A simple question…
As part of a “reporting inventory” project, I was recently asked by a young and enthusiastic member of our information technology (IT) staff to provide a list of all the reports my analytics team has built, and how often they were run, and who received them. The question was certainly innocent enough. I viewed this question, however, as an “opening” for a great introduction (OK, well soapbox speech) on the topic of healthcare analytics. Here is a somewhat less colorful version of what I communicated to that young analyst…
As healthcare organizations continue to amass large quantities of data through the accelerating adoption of health information systems, traditional reporting tools are no longer sufficient. Healthcare leaders are dealing with a multitude of regulatory, quality, and financial pressures, and need accurate, timely, and readily available information to make decisions.
Analytics provides insight to data that reports can’t
Healthcare analytics provides the collection of tools and methodologies to provide healthcare leaders the information they need to make critical decisions. As the name implies, analytics provides the horsepower to thoroughly analyze and understand operational performance of a Healthcare Organization (HCO). This typically requires more than mere tables and bar charts showing monthly averages. When paired with quality improvement frameworks such as Lean or Six Sigma (among others), analytics can provide powerful visualizations to determine if performance and/or quality is stable, improving, or getting worse. Machine learning algorithms can scan large volumes of data to identify patterns that may not be detected otherwise. Analytics can provide more insight into data than is possible with standard reporting.
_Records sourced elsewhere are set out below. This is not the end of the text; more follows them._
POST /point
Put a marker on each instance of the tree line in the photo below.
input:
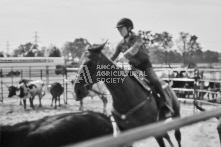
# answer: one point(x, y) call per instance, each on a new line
point(162, 47)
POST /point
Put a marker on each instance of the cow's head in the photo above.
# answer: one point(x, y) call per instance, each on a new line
point(12, 91)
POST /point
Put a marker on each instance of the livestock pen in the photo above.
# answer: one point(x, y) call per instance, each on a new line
point(15, 114)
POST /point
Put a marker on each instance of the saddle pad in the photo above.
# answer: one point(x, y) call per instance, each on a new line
point(142, 81)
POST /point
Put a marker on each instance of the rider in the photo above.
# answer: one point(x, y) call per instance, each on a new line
point(134, 51)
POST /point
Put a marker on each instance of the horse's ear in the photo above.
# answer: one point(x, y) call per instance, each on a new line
point(97, 48)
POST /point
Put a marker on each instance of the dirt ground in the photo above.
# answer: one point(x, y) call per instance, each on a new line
point(203, 134)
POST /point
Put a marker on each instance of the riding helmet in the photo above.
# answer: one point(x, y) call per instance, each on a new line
point(125, 22)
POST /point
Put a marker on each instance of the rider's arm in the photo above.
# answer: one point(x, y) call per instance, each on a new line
point(116, 53)
point(134, 49)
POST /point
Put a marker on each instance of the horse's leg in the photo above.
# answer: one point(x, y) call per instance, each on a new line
point(55, 102)
point(219, 130)
point(160, 141)
point(52, 101)
point(59, 100)
point(167, 137)
point(104, 99)
point(177, 135)
point(31, 103)
point(20, 102)
point(24, 102)
point(40, 96)
point(81, 106)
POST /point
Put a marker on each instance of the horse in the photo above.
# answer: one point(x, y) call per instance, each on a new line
point(98, 90)
point(218, 118)
point(133, 105)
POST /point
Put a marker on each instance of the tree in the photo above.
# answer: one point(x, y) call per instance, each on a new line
point(163, 41)
point(54, 52)
point(75, 49)
point(187, 44)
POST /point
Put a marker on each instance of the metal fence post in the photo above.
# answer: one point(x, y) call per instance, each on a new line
point(12, 74)
point(1, 86)
point(41, 74)
point(30, 72)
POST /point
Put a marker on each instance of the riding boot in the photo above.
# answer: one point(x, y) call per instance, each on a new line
point(165, 110)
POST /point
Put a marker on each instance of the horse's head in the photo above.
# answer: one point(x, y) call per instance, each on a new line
point(87, 71)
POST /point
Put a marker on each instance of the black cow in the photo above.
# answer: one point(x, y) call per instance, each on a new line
point(56, 90)
point(58, 130)
point(28, 89)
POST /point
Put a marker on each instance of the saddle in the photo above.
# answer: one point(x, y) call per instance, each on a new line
point(145, 84)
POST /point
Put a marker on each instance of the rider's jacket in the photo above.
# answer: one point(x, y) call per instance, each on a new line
point(141, 58)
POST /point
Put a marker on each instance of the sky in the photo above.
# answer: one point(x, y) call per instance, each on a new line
point(59, 21)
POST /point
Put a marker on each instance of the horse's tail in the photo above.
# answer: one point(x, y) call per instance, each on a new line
point(200, 108)
point(197, 106)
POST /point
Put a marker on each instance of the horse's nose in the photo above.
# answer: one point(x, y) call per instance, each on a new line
point(78, 94)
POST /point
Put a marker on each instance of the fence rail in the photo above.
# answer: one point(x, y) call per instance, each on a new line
point(155, 129)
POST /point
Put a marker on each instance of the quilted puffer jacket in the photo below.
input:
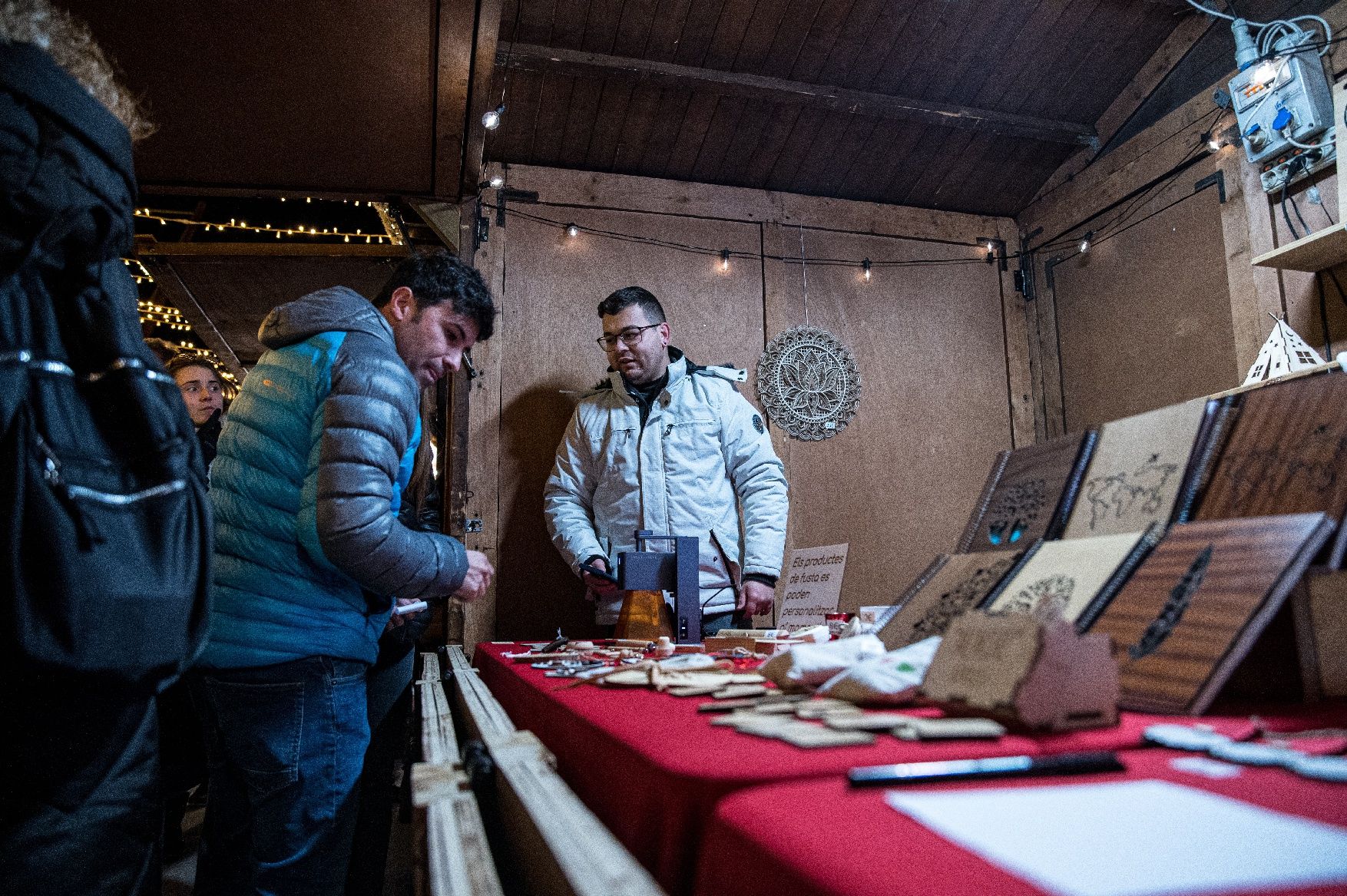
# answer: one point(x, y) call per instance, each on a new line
point(306, 485)
point(702, 453)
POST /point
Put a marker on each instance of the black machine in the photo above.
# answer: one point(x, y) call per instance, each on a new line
point(646, 570)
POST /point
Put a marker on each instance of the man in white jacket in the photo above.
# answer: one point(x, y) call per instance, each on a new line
point(664, 445)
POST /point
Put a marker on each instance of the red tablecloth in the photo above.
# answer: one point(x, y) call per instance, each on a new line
point(822, 838)
point(652, 769)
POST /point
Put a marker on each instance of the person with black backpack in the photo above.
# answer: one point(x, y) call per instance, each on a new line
point(107, 533)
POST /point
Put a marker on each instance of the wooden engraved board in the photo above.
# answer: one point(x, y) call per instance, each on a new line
point(1139, 472)
point(948, 588)
point(1286, 453)
point(1028, 494)
point(1191, 612)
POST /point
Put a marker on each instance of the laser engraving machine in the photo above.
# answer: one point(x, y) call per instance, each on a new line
point(677, 570)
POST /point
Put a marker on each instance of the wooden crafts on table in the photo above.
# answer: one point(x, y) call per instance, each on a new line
point(1074, 578)
point(1286, 453)
point(1147, 468)
point(1195, 607)
point(1028, 494)
point(950, 587)
point(1025, 673)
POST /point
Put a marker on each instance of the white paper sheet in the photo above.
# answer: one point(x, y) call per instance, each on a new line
point(1132, 838)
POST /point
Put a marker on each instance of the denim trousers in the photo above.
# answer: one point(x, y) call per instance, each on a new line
point(286, 744)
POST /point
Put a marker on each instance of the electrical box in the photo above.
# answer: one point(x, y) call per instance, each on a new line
point(1286, 98)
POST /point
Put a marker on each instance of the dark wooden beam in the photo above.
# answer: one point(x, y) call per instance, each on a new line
point(482, 96)
point(148, 247)
point(551, 60)
point(453, 76)
point(173, 291)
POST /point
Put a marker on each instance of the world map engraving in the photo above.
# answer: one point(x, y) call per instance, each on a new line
point(809, 383)
point(1137, 492)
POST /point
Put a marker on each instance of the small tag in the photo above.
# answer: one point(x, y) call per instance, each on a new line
point(1204, 767)
point(813, 736)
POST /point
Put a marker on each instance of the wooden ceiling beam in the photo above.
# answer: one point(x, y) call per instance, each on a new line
point(465, 65)
point(148, 247)
point(571, 62)
point(1171, 53)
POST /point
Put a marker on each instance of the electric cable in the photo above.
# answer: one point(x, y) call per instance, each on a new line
point(1323, 314)
point(718, 253)
point(1286, 217)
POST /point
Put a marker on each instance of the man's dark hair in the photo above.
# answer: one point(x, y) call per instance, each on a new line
point(627, 296)
point(434, 276)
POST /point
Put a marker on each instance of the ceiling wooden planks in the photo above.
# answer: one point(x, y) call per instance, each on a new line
point(950, 104)
point(1044, 60)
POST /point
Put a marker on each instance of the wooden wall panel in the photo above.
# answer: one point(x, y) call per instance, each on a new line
point(239, 291)
point(1144, 319)
point(900, 481)
point(548, 357)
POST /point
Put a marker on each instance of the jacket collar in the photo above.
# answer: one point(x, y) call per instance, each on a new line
point(30, 73)
point(679, 368)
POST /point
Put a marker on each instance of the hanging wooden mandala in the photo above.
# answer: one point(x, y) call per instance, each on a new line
point(809, 385)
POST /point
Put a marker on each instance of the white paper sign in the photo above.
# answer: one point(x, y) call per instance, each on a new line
point(813, 585)
point(1133, 838)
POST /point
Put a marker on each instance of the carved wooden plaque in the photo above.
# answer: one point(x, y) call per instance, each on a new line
point(1140, 471)
point(948, 588)
point(1028, 494)
point(1077, 576)
point(1286, 453)
point(1191, 612)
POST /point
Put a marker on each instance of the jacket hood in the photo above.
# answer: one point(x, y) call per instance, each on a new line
point(323, 312)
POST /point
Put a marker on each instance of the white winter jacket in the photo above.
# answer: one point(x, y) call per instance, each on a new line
point(703, 453)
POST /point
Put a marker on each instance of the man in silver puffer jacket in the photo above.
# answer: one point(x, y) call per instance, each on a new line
point(668, 446)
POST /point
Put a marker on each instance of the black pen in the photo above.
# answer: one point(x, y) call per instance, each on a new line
point(594, 570)
point(995, 767)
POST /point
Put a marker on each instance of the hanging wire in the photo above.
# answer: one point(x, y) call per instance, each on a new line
point(805, 275)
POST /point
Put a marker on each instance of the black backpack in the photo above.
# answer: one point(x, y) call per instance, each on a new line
point(107, 530)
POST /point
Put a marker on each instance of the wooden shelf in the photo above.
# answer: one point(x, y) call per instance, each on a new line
point(1315, 253)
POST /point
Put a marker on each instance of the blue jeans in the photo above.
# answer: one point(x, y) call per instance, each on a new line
point(286, 747)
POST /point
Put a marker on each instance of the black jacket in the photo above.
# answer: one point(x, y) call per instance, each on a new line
point(104, 524)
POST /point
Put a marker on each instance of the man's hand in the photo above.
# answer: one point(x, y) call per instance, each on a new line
point(398, 621)
point(602, 588)
point(480, 573)
point(757, 599)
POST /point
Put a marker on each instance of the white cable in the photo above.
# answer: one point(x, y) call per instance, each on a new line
point(1220, 15)
point(1309, 146)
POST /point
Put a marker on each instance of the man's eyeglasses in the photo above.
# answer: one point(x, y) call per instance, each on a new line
point(630, 336)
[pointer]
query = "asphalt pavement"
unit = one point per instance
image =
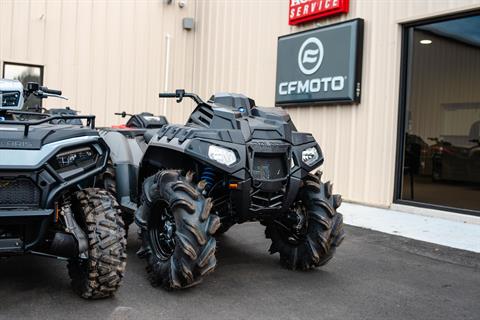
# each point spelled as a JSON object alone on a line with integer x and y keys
{"x": 373, "y": 276}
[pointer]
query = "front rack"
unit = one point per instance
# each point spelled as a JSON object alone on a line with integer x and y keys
{"x": 90, "y": 120}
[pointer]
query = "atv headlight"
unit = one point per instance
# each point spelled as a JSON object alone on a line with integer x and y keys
{"x": 310, "y": 155}
{"x": 72, "y": 159}
{"x": 222, "y": 155}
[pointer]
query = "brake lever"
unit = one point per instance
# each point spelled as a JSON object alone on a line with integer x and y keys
{"x": 180, "y": 93}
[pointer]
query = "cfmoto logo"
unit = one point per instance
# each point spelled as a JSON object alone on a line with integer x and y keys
{"x": 310, "y": 56}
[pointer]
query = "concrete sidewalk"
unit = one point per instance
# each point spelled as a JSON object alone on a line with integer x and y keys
{"x": 456, "y": 231}
{"x": 372, "y": 276}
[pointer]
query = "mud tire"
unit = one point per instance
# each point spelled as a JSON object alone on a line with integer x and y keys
{"x": 99, "y": 276}
{"x": 193, "y": 255}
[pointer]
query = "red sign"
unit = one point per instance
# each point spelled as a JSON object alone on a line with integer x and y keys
{"x": 307, "y": 10}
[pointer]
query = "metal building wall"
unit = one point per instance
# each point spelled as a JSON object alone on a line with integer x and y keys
{"x": 237, "y": 42}
{"x": 117, "y": 55}
{"x": 106, "y": 56}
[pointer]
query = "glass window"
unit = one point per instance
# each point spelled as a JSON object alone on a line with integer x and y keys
{"x": 441, "y": 129}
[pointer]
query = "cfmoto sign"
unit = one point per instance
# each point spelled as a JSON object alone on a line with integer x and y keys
{"x": 327, "y": 67}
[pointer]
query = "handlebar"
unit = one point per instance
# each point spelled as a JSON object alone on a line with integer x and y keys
{"x": 167, "y": 95}
{"x": 180, "y": 94}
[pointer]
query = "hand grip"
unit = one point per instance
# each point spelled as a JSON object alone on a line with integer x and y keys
{"x": 167, "y": 95}
{"x": 51, "y": 91}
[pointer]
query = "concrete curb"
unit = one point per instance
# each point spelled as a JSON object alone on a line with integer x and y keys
{"x": 457, "y": 232}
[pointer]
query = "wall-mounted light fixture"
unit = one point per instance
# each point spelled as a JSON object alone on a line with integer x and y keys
{"x": 188, "y": 23}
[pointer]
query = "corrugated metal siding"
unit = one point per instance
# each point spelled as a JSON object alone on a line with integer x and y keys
{"x": 110, "y": 56}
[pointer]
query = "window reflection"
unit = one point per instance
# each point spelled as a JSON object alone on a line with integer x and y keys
{"x": 442, "y": 140}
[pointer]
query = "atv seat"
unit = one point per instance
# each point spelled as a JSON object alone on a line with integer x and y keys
{"x": 149, "y": 133}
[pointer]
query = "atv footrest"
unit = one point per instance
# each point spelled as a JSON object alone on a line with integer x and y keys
{"x": 11, "y": 245}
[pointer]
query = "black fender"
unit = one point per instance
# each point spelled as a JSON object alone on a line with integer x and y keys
{"x": 125, "y": 155}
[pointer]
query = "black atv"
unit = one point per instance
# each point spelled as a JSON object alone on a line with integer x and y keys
{"x": 231, "y": 163}
{"x": 48, "y": 203}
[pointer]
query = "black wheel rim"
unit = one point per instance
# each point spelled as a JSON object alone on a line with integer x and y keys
{"x": 286, "y": 226}
{"x": 162, "y": 232}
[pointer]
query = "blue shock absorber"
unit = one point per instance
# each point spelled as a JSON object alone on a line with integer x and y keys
{"x": 208, "y": 175}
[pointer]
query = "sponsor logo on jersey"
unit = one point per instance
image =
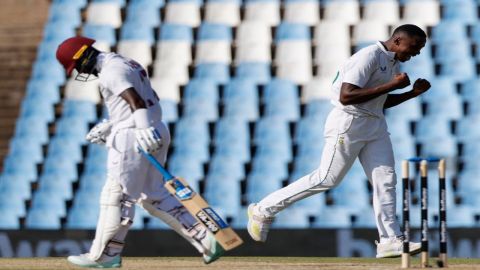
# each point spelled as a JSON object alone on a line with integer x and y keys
{"x": 215, "y": 217}
{"x": 182, "y": 192}
{"x": 207, "y": 221}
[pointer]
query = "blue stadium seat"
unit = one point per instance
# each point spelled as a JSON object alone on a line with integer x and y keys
{"x": 12, "y": 206}
{"x": 42, "y": 219}
{"x": 241, "y": 89}
{"x": 64, "y": 148}
{"x": 120, "y": 2}
{"x": 39, "y": 109}
{"x": 258, "y": 72}
{"x": 201, "y": 109}
{"x": 146, "y": 14}
{"x": 292, "y": 31}
{"x": 318, "y": 108}
{"x": 268, "y": 164}
{"x": 28, "y": 147}
{"x": 101, "y": 33}
{"x": 462, "y": 216}
{"x": 42, "y": 89}
{"x": 470, "y": 90}
{"x": 309, "y": 130}
{"x": 403, "y": 147}
{"x": 15, "y": 187}
{"x": 92, "y": 182}
{"x": 73, "y": 128}
{"x": 187, "y": 167}
{"x": 169, "y": 110}
{"x": 216, "y": 72}
{"x": 333, "y": 217}
{"x": 231, "y": 147}
{"x": 475, "y": 34}
{"x": 260, "y": 184}
{"x": 467, "y": 128}
{"x": 462, "y": 48}
{"x": 9, "y": 221}
{"x": 467, "y": 179}
{"x": 223, "y": 193}
{"x": 275, "y": 150}
{"x": 291, "y": 218}
{"x": 459, "y": 69}
{"x": 55, "y": 187}
{"x": 49, "y": 201}
{"x": 169, "y": 31}
{"x": 66, "y": 168}
{"x": 96, "y": 153}
{"x": 232, "y": 128}
{"x": 448, "y": 31}
{"x": 464, "y": 11}
{"x": 137, "y": 31}
{"x": 421, "y": 66}
{"x": 191, "y": 129}
{"x": 154, "y": 4}
{"x": 212, "y": 31}
{"x": 77, "y": 3}
{"x": 191, "y": 149}
{"x": 431, "y": 127}
{"x": 364, "y": 218}
{"x": 278, "y": 89}
{"x": 271, "y": 129}
{"x": 46, "y": 49}
{"x": 87, "y": 199}
{"x": 441, "y": 147}
{"x": 225, "y": 165}
{"x": 288, "y": 109}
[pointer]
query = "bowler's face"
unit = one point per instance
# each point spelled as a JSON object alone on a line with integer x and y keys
{"x": 408, "y": 47}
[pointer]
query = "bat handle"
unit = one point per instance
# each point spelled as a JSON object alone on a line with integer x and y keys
{"x": 166, "y": 175}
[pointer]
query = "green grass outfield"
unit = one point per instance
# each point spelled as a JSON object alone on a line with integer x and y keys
{"x": 231, "y": 263}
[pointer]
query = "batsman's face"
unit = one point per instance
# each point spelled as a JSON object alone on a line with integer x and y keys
{"x": 408, "y": 47}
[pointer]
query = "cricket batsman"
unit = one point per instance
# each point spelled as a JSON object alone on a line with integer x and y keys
{"x": 356, "y": 127}
{"x": 135, "y": 123}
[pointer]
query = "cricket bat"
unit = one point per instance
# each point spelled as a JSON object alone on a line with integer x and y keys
{"x": 198, "y": 207}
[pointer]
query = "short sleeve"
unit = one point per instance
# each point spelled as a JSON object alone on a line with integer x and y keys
{"x": 359, "y": 69}
{"x": 117, "y": 80}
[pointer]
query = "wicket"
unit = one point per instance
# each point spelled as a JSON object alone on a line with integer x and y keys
{"x": 442, "y": 259}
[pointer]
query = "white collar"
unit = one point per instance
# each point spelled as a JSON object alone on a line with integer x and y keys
{"x": 100, "y": 61}
{"x": 390, "y": 55}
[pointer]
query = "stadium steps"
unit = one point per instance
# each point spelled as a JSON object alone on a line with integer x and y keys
{"x": 21, "y": 30}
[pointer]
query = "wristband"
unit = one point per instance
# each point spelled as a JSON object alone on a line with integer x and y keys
{"x": 140, "y": 116}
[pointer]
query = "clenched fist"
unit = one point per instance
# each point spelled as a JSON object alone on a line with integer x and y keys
{"x": 421, "y": 86}
{"x": 400, "y": 81}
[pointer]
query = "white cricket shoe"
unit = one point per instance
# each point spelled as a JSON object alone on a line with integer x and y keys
{"x": 394, "y": 248}
{"x": 258, "y": 224}
{"x": 213, "y": 250}
{"x": 83, "y": 260}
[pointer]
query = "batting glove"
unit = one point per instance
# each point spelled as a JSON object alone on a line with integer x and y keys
{"x": 99, "y": 133}
{"x": 148, "y": 139}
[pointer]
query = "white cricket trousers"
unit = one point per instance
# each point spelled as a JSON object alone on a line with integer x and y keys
{"x": 346, "y": 138}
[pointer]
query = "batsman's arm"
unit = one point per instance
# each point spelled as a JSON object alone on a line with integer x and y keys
{"x": 419, "y": 87}
{"x": 351, "y": 94}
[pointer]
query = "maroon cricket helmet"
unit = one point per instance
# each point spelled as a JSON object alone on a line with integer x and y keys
{"x": 71, "y": 50}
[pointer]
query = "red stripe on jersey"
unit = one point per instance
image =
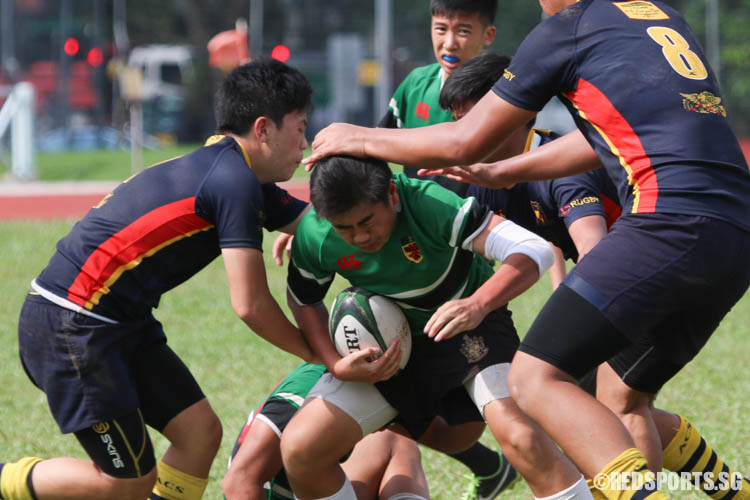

Analytics provides clinical decision support
Not only can analytics be useful for analyzing previous and/or current performance, the branch of predictive analytics is helping healthcare administrators and clinicians alike to peer into the future. Administrators are using predictive analytics to better gauge future demand for services, which results in more efficient and affective resource planning and financial forecasting. Even clinicians are now benefitting from predictive analytics; risk screening tools and other algorithms used to predict likely patient needs and outcomes are increasingly available (even embedded into certain clinical applications) to assist clinicians plan for the most effective care of individual patients.
Analytics can trigger action
Healthcare analytics is much more interactive than standard reporting. Yes, some dashboards may look like fancy reports, but well-designed dashboards help to highlight when processes or performance fall outside of acceptable limits. What might get missed in standard reports becomes apparent when conditionally highlighted in yellow or red on a dashboard, or when an email alert is sent out by an automated monitoring agent. Analytics provides the opportunity to take action as soon as necessary, not when somebody finds a needle in the haystack combing through a report.
Although this is a very high-level of some of how analytics are used in healthcare, it is my hope that analytics is viewed as more than “just” reporting. Analytics are, in fact, a key component in providing vital, up-to-date information in a variety of formats, spanning from past to future performance, to healthcare leaders and other stakeholders tasked with making tough decisions in the operation (and optimization) of healthcare systems.